O recurso a um tal Armando Nhaga, general guineense, por parte do Benfica, tornou a figura presença diária na imprensa nacional. Publicidade não lhe tem faltado, ainda que não se conheçam os contornos da sua intervenção, liminarmente negada por Luís Filipe Vieira. Seja como for, tudo não passa de simples folclore. Há um preconceito lusitano muito próprio em relação à bruxaria que vem de centenas de anos inquisitoriais. E que se arreigou numa sociedade intimamente católica apostólica romana que se deixa enlevar por milagres e aparições.

Zandinga Lesagi Zandinga ficou conhecido por se apresentar na televisão, nos anos 80, a prever os acontecimentos para o ano que estava prestes a entrar. Matou papas e presidentes norte-americanos com uma facilidade extrema. Dizendo- -se parapsicólogo, tem um registo extraordinário de antevisões erradas. Com uma imagem copiada de Rasputine, o místico russo que encantou a corte da imperatriz Alexandra, envolveu-se no futebol, percebendo que tinha ali pasto para promover a sua charlatanice. “Fez tudo para me desconcentrar”, queixava-se o guarda-redes do FC Porto, Fonseca, num jogo frente ao Penafiel, no qual sofreu dois golos. Zandinga chamou a si a responsabilidade de ter feito uma série de buracos dentro da baliza em que as bolas entraram. Buracos mágicos, como está bem de ver. Que provocaram um empate surpreendente.

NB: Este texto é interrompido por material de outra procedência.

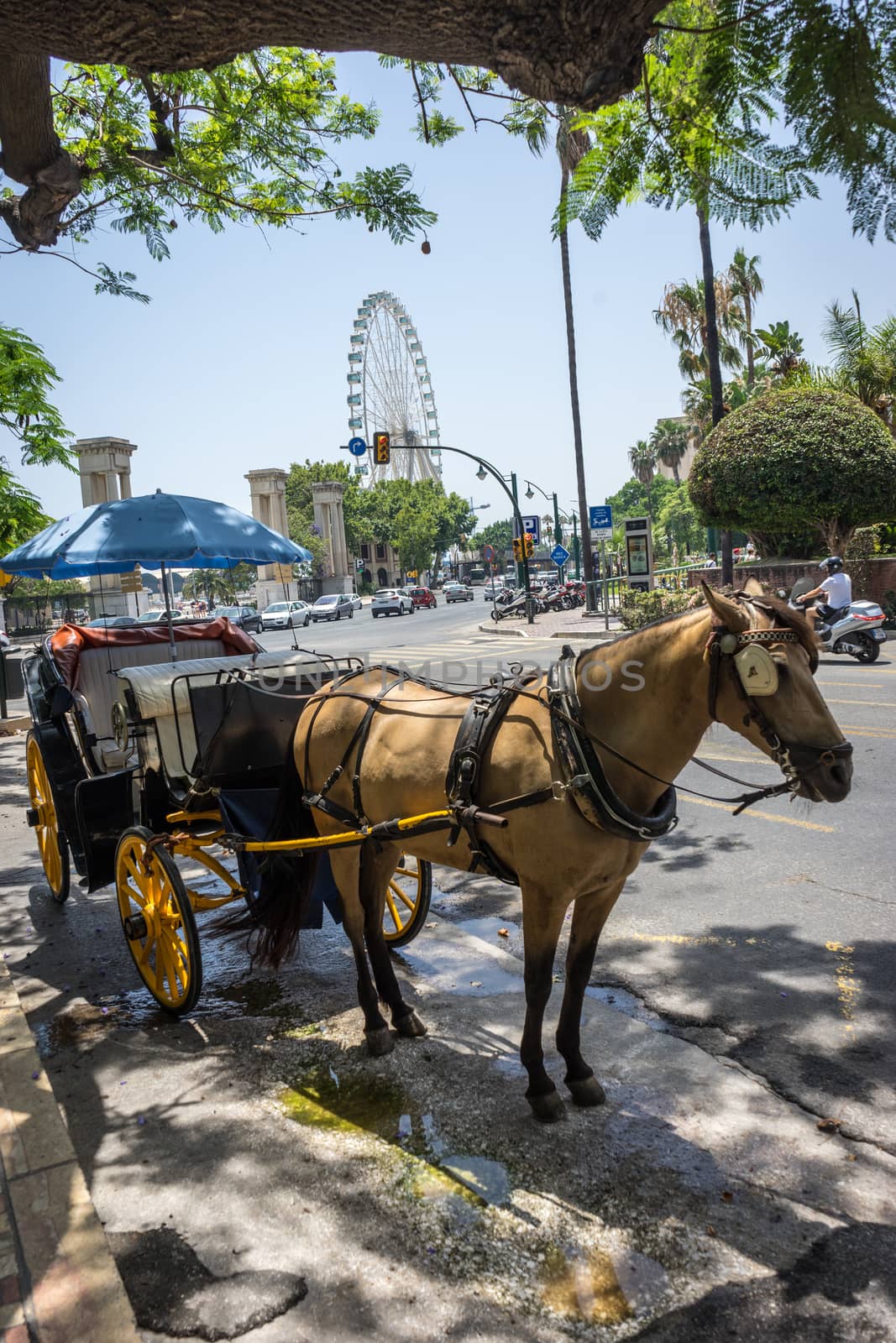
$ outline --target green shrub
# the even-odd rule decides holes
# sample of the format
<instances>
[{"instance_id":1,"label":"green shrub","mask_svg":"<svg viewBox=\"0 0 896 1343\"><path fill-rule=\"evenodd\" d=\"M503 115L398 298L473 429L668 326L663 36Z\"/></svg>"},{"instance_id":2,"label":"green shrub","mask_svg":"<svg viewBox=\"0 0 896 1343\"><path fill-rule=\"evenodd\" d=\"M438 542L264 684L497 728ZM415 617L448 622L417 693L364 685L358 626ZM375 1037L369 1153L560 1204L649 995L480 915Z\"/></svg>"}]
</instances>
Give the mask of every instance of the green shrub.
<instances>
[{"instance_id":1,"label":"green shrub","mask_svg":"<svg viewBox=\"0 0 896 1343\"><path fill-rule=\"evenodd\" d=\"M668 592L665 588L635 592L629 588L622 594L619 619L626 630L639 630L650 620L660 620L664 615L676 615L686 610L696 598L697 592L693 588L685 588L682 592Z\"/></svg>"},{"instance_id":2,"label":"green shrub","mask_svg":"<svg viewBox=\"0 0 896 1343\"><path fill-rule=\"evenodd\" d=\"M848 392L770 392L716 424L688 489L713 526L758 537L811 525L842 555L856 528L896 513L896 443Z\"/></svg>"}]
</instances>

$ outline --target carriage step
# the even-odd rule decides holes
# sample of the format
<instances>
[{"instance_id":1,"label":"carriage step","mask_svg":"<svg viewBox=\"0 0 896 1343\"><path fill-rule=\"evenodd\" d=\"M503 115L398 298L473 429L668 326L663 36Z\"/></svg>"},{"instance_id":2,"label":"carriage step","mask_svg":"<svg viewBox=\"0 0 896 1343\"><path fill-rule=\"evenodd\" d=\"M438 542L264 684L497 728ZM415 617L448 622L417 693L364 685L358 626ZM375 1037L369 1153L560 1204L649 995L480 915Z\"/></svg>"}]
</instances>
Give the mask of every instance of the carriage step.
<instances>
[{"instance_id":1,"label":"carriage step","mask_svg":"<svg viewBox=\"0 0 896 1343\"><path fill-rule=\"evenodd\" d=\"M148 931L146 920L142 915L128 915L125 919L125 937L129 941L136 941L137 937L145 937Z\"/></svg>"}]
</instances>

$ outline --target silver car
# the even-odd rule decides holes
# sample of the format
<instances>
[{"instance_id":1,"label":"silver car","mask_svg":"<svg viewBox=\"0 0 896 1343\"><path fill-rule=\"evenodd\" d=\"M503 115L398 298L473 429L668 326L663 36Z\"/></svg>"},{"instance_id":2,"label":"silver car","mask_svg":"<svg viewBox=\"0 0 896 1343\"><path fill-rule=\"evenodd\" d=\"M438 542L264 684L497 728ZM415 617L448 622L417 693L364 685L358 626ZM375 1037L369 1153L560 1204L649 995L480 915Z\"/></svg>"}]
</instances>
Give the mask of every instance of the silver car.
<instances>
[{"instance_id":1,"label":"silver car","mask_svg":"<svg viewBox=\"0 0 896 1343\"><path fill-rule=\"evenodd\" d=\"M400 588L380 588L373 594L371 615L414 615L414 602Z\"/></svg>"},{"instance_id":2,"label":"silver car","mask_svg":"<svg viewBox=\"0 0 896 1343\"><path fill-rule=\"evenodd\" d=\"M310 607L308 602L271 602L262 611L262 630L292 630L297 624L308 627Z\"/></svg>"},{"instance_id":3,"label":"silver car","mask_svg":"<svg viewBox=\"0 0 896 1343\"><path fill-rule=\"evenodd\" d=\"M442 588L446 602L474 602L476 592L466 583L446 583Z\"/></svg>"}]
</instances>

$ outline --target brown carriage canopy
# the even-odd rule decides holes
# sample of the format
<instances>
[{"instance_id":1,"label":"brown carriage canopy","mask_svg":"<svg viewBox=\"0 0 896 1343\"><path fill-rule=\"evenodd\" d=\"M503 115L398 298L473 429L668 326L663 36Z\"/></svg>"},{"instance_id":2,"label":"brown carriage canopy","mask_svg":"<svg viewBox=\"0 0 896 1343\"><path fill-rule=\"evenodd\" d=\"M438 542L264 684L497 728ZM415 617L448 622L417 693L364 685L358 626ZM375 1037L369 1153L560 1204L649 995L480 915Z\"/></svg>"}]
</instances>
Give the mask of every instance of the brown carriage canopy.
<instances>
[{"instance_id":1,"label":"brown carriage canopy","mask_svg":"<svg viewBox=\"0 0 896 1343\"><path fill-rule=\"evenodd\" d=\"M258 645L226 616L193 624L172 624L175 643L187 639L219 639L227 657L238 653L257 653ZM121 627L60 624L50 638L50 651L64 684L71 689L78 678L78 659L83 649L138 647L149 643L169 643L168 624L126 624Z\"/></svg>"}]
</instances>

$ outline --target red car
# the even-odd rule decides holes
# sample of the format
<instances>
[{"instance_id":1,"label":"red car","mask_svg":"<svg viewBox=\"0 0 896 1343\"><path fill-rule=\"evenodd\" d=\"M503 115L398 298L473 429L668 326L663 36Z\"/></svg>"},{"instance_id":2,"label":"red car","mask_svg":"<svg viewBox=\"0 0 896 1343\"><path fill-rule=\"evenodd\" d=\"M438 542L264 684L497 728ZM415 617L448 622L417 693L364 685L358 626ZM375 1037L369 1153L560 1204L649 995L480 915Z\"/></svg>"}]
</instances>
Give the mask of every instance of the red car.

Viria, depois, a aproximar-se das Antas. José Maria Pedroto, ao início, embirrou com o personagem. Ficou célebre um episódio. Certo dia, Zandinga entrou no escritório do treinador e pediu-lhe uns bilhetes para um jogo próximo, importante, decisivo. Pedroto reclamou: que tinha lido umas previsões dele num jornal referindo que as coisas não correriam bem aos portistas, que os astros se alinhavam contra o clube das Antas. Recusou-lhe os bilhetes. Zandinga não teve dúvidas: no dia seguinte, desalinhou os astros. Fez uma previsão contrária, devidamente publicada. Foi ao jogo.

Delane Vieira, o homem que adivinhou, numa véspera de sol quente, que no dia seguinte nevaria em Tóquio, na Taça Intercontinental, não era modesto. Escreveu um livro com um título sugestivo: “O Que Eu Fiz Para Ajudar o FC Porto A Ganhar Tudo”. Vindo para Portugal nos anos 60, considerava-se um médium capaz de influenciar acontecimentos. Paulo Futre descreveu, recentemente, a admiração que o poder do homem lhe provocava. Não usava galinhas, mas usava moedinhas e fitinhas. Diz-se que esteve ligado ao Benfica e ao Boavista.

Das figuras ridículas do Professor Alexandrino, hipnotizador frustrado com direito a transmissão televisiva em direto da frustração, às historietas de um nunca mais acabar de bruxos e feiticeiros que vivem da credulidade alheia, o futebol em Portugal vai vogando numa espécie de anedotário no que ao esotérico respeita. O que está ainda por provar é que o sobrenatural marque golos e faça defesas. E ganhe campeonatos.